Pierre Breton s’est fait la main à l’écriture par le métier de journaliste, qu’il a pratiqué pendant plus de vingt ans pour un hebdomadaire beauceron. La publication de Sous le radar souligne son apparition dans l’orbe littéraire québécois. Sourire en coin, l’ancien directeur de l’information recrée une époque qu’il serait vain de vouloir repérer sur un calendrier ou dans les pages d’un almanach : celle de la verte jeunesse, de ses chicanes de cour d’école et de ses premières œillades intéressées.
Dominant le village de Saint-Sylvestre, situé à cheval sur la frontière canado-américaine, le radar de la ligne Pinetree impose sa présence contre la menace communiste. Sur son CCM déglingué, Tom Higgins, Irlandais bravache à la langue bien pendue, impose sa loi par tous les moyens. Le narrateur, son meilleur ami, tient l’inventaire de leurs hauts faits dans neuf chapitres clôturés chacun par une chute autonome. Parmi ces prodiges de mauvais coups, l’incendie d’une défunte grand-mère, le trucage d’élections municipales, la mise sens dessus dessous de l’Hôtel du Repos et bien d’autres encore.
La belle Claudine Côté cédera-t-elle aux charmes du jeune narrateur ? Tom et lui parviendront-ils enfin à Delhi, Ontario, pour la récolte du tabac ? À condition bien sûr que Giroux Deux-Dents, ce pochetron exécrable, daigne les y conduire. Au fil de ces aventures rocambolesques, c’est bientôt tout un monde qui se dévoile et palpite, vibrant au rythme de WPTR, de la musique des Beatles et de Van Morrison : une campagne en pleine mutation qui s’ouvre, hésitante, aux influences de la modernité. Les tribulations initiatiques en terre ontarienne font quant à elles revivre l’esprit des vagabonds au long cours que n’aurait sans doute pas désavoués Jack London. Au retour, le démantèlement du radar et la délocalisation des travailleurs, dont le père du narrateur, transféré à Saint-Hubert, annoncent la fin de la récréation.

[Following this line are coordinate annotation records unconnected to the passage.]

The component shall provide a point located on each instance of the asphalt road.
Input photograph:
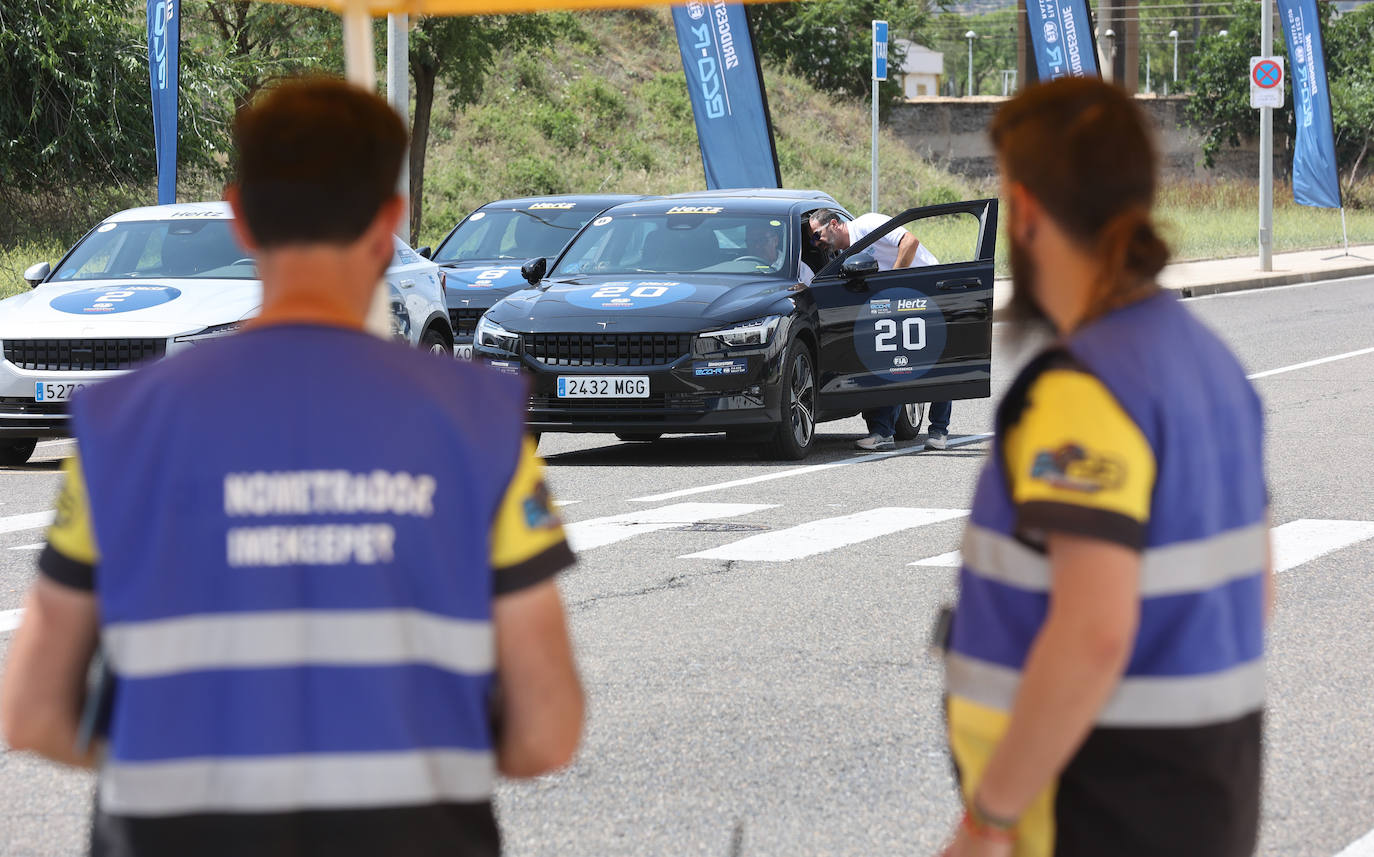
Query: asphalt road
(772, 694)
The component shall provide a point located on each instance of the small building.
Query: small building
(921, 70)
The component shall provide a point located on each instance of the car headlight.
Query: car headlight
(215, 331)
(493, 335)
(750, 334)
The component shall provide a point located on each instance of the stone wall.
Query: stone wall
(952, 133)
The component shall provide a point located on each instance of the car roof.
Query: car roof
(208, 210)
(579, 201)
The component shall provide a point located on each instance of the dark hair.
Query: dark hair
(1082, 149)
(316, 161)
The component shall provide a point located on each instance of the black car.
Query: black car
(482, 254)
(665, 316)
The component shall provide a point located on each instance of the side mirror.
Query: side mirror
(533, 269)
(36, 273)
(859, 265)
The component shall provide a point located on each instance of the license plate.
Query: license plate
(602, 386)
(51, 390)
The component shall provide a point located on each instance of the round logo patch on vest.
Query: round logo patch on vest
(113, 300)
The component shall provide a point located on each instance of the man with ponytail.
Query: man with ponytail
(1105, 675)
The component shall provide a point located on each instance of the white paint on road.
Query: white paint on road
(33, 521)
(1310, 363)
(10, 620)
(599, 532)
(826, 534)
(809, 469)
(945, 561)
(1301, 541)
(1360, 848)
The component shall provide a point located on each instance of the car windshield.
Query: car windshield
(165, 249)
(509, 234)
(701, 241)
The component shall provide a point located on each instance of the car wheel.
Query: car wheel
(797, 405)
(17, 451)
(908, 420)
(433, 342)
(639, 436)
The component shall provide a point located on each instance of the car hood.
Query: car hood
(642, 302)
(127, 308)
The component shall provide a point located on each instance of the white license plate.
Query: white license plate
(54, 390)
(602, 386)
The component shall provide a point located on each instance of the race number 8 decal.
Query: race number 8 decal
(913, 334)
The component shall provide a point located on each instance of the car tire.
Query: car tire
(17, 451)
(433, 342)
(629, 437)
(908, 420)
(796, 433)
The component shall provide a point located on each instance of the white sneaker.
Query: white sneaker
(875, 442)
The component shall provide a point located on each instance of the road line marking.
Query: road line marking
(945, 561)
(1310, 363)
(1301, 541)
(826, 534)
(808, 469)
(10, 620)
(599, 532)
(32, 521)
(1360, 848)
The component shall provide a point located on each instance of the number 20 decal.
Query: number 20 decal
(886, 334)
(643, 291)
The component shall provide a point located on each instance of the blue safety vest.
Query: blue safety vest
(1198, 651)
(294, 573)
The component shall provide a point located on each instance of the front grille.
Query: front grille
(465, 320)
(81, 355)
(606, 349)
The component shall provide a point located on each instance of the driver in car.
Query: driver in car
(896, 249)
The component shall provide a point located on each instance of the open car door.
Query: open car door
(910, 334)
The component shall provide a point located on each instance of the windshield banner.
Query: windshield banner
(164, 66)
(1061, 35)
(727, 95)
(1315, 180)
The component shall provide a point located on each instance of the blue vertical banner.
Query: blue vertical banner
(1315, 179)
(164, 70)
(1061, 37)
(726, 84)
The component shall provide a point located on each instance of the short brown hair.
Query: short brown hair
(316, 161)
(1082, 149)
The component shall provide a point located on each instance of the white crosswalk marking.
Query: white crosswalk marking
(1301, 541)
(945, 561)
(599, 532)
(826, 534)
(32, 521)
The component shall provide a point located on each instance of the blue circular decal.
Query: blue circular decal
(113, 298)
(639, 294)
(900, 335)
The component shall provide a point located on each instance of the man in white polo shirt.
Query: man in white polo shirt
(896, 249)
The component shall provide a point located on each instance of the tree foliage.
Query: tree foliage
(830, 41)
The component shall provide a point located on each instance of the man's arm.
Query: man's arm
(44, 681)
(1075, 665)
(540, 718)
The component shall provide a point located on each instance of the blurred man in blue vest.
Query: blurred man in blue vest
(1105, 670)
(319, 565)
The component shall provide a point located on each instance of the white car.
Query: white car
(143, 284)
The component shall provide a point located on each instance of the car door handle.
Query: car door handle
(962, 283)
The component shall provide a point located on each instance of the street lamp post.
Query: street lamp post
(970, 36)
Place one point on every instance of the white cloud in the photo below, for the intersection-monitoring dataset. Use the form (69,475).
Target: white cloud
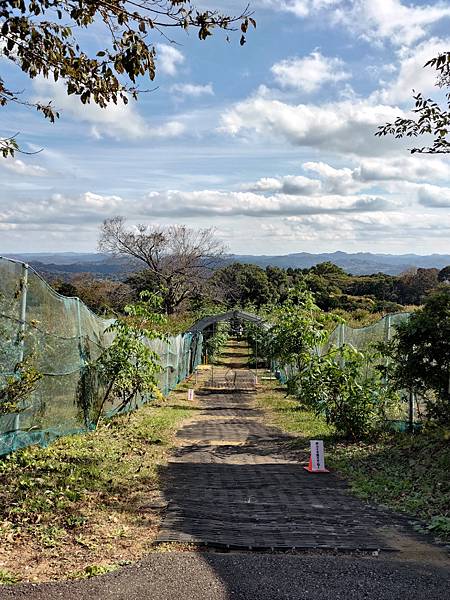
(391,20)
(347,126)
(223,203)
(168,59)
(370,227)
(376,21)
(22,168)
(407,168)
(120,121)
(300,8)
(310,73)
(288,184)
(62,209)
(411,74)
(191,89)
(434,196)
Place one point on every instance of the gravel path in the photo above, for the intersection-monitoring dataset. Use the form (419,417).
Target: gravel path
(231,483)
(203,576)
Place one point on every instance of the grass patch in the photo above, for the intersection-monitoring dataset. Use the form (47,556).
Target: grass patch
(88,500)
(408,473)
(93,571)
(8,578)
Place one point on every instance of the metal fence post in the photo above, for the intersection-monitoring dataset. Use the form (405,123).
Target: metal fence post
(411,412)
(22,328)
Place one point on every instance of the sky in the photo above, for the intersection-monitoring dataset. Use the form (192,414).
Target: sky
(272,143)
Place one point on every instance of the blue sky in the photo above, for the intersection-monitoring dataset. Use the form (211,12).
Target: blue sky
(271,143)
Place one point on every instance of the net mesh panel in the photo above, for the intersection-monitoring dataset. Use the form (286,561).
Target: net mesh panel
(61,335)
(363,339)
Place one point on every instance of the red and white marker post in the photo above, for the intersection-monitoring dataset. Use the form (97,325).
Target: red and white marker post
(316,459)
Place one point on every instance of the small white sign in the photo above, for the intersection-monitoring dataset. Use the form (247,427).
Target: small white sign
(317,455)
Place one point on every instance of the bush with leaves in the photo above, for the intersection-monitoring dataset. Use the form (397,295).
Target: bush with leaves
(300,328)
(16,388)
(419,355)
(346,387)
(128,367)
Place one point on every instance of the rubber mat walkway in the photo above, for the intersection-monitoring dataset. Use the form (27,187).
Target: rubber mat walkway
(231,484)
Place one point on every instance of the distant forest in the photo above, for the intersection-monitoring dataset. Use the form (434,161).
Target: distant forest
(359,299)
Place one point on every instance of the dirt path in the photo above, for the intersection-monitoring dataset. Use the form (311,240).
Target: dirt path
(230,484)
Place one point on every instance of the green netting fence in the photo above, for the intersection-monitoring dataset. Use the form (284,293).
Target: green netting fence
(62,335)
(409,413)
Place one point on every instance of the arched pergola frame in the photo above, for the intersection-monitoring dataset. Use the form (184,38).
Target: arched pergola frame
(237,315)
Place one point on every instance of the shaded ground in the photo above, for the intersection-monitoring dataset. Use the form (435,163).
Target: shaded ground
(191,576)
(232,484)
(233,481)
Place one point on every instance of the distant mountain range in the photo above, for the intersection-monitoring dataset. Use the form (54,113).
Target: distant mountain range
(361,263)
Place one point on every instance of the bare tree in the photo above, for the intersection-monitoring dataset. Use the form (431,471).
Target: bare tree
(180,259)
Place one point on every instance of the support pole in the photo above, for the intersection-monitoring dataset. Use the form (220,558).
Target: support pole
(256,359)
(411,412)
(22,329)
(23,311)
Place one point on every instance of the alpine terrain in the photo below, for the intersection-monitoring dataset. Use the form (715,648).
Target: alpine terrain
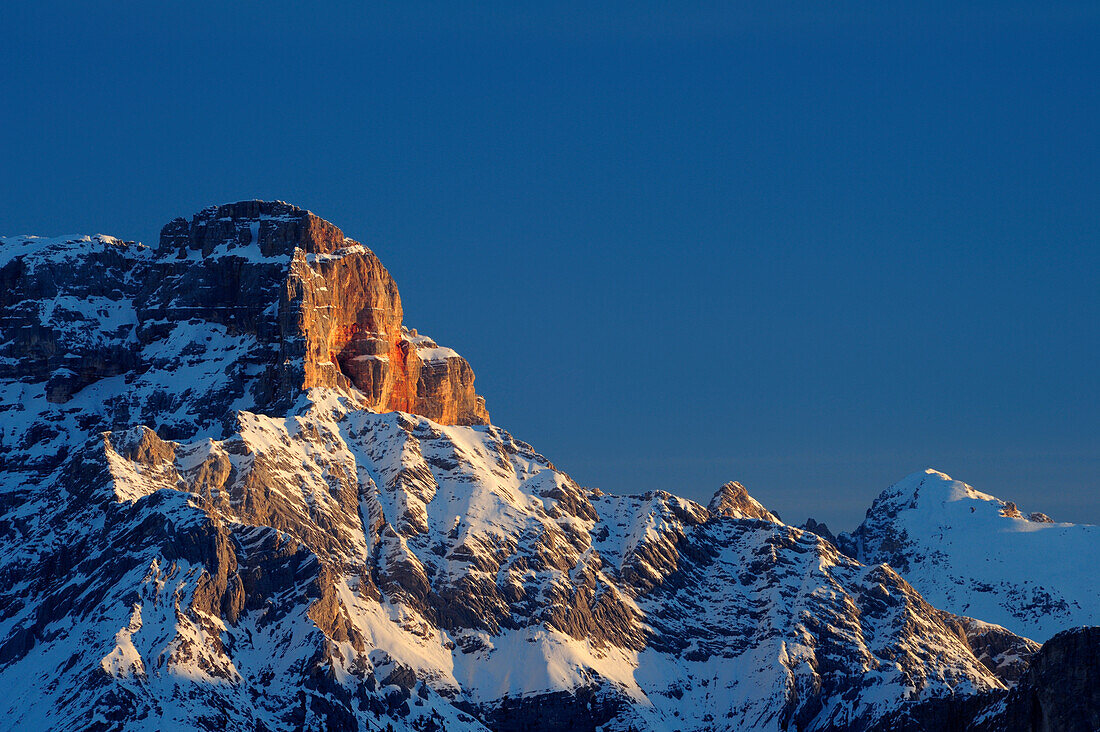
(240,493)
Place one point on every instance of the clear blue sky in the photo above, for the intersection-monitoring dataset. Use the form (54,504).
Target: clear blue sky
(812,250)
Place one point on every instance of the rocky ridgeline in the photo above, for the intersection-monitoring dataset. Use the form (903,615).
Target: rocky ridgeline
(299,304)
(238,493)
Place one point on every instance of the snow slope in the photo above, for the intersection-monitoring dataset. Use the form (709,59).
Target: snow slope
(977,555)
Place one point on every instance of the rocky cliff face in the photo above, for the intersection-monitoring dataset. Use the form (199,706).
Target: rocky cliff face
(1058,692)
(238,493)
(278,295)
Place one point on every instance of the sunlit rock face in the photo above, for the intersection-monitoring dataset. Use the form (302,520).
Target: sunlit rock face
(235,492)
(265,298)
(339,316)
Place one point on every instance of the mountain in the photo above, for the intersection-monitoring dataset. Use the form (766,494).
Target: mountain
(239,493)
(1060,690)
(977,555)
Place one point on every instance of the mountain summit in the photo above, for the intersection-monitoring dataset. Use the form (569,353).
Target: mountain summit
(239,494)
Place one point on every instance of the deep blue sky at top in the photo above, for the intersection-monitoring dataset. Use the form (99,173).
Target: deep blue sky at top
(810,249)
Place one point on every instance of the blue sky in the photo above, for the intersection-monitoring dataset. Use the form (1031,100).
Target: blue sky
(812,250)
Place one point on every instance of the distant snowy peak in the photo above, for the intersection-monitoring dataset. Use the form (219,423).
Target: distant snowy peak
(734,501)
(977,555)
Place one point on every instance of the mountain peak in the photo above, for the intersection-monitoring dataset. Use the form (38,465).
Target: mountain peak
(734,501)
(257,302)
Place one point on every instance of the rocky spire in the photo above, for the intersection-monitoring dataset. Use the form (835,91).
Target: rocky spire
(732,500)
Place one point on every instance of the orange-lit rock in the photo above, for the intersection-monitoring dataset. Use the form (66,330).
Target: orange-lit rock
(339,313)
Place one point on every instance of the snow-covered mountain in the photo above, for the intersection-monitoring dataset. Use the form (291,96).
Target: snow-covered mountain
(239,493)
(977,555)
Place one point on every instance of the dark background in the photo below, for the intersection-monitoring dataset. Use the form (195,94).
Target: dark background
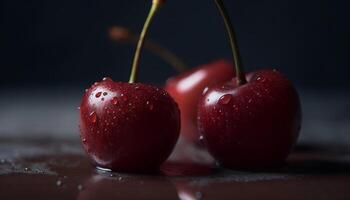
(65,43)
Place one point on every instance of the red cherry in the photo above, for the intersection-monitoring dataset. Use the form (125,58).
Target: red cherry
(251,121)
(187,88)
(251,126)
(129,127)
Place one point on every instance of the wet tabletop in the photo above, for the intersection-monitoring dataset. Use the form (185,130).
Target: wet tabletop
(41,158)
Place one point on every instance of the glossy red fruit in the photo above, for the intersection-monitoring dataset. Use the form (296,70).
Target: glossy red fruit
(187,89)
(254,125)
(128,127)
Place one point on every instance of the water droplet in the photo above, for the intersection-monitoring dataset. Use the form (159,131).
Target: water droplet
(205,90)
(225,99)
(199,195)
(115,101)
(150,106)
(93,117)
(107,79)
(201,139)
(80,187)
(59,183)
(98,94)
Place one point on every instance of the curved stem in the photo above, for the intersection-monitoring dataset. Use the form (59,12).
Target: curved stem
(154,9)
(241,79)
(124,35)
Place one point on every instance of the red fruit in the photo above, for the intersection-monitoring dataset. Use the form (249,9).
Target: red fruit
(254,125)
(187,89)
(128,127)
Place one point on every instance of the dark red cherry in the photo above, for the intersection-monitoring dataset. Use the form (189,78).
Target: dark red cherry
(187,88)
(128,127)
(251,126)
(252,121)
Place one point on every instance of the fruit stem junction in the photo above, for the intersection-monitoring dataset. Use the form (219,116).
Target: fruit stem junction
(156,5)
(123,35)
(241,79)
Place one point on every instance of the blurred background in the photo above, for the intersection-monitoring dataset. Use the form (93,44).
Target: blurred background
(50,51)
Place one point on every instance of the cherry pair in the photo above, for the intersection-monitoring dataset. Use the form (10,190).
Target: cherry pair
(247,121)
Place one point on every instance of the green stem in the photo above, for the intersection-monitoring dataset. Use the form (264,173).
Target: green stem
(154,9)
(241,79)
(125,36)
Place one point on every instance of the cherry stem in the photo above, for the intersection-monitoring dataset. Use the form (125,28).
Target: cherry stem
(241,79)
(124,35)
(156,4)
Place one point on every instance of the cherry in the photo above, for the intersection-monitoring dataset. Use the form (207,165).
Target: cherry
(187,87)
(251,121)
(129,127)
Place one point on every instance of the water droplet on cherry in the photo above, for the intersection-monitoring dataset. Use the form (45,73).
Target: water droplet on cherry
(205,90)
(115,101)
(225,99)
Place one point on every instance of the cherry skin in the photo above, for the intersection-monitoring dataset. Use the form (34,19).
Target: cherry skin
(128,127)
(254,125)
(187,88)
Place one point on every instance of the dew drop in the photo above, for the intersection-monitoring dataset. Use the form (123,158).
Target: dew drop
(98,94)
(199,195)
(115,101)
(59,183)
(93,117)
(80,187)
(205,90)
(107,79)
(225,99)
(201,139)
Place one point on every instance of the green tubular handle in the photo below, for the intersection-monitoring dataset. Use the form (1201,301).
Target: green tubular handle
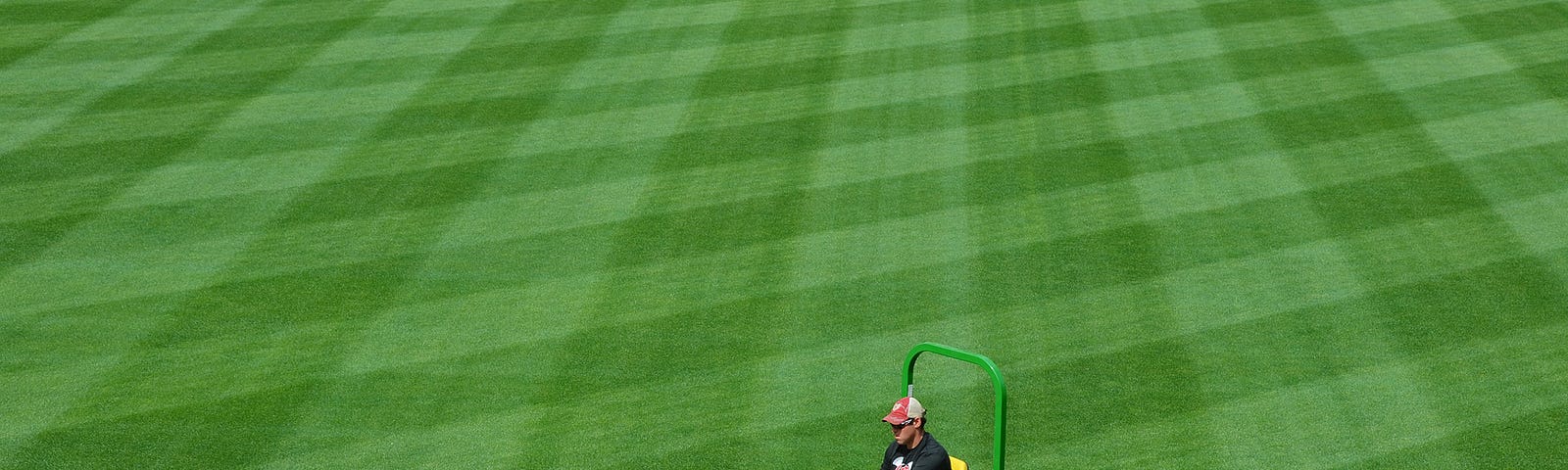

Avec ce premier roman, Breton réalise un tour de force digne de mention. Ses héros sont attachants, ses descriptions pleines de vie, imagées, et le style savamment dosé mêle avec habileté expressions familières et vocabulaire soutenu. Le ton égrillard offre tous les charmes d’un humour faussement candide, drôlement intelligent, qui fait mouche à tout coup. Bref, l’auteur livre une œuvre qui, peut-on souhaiter, ne passera pas sous le radar.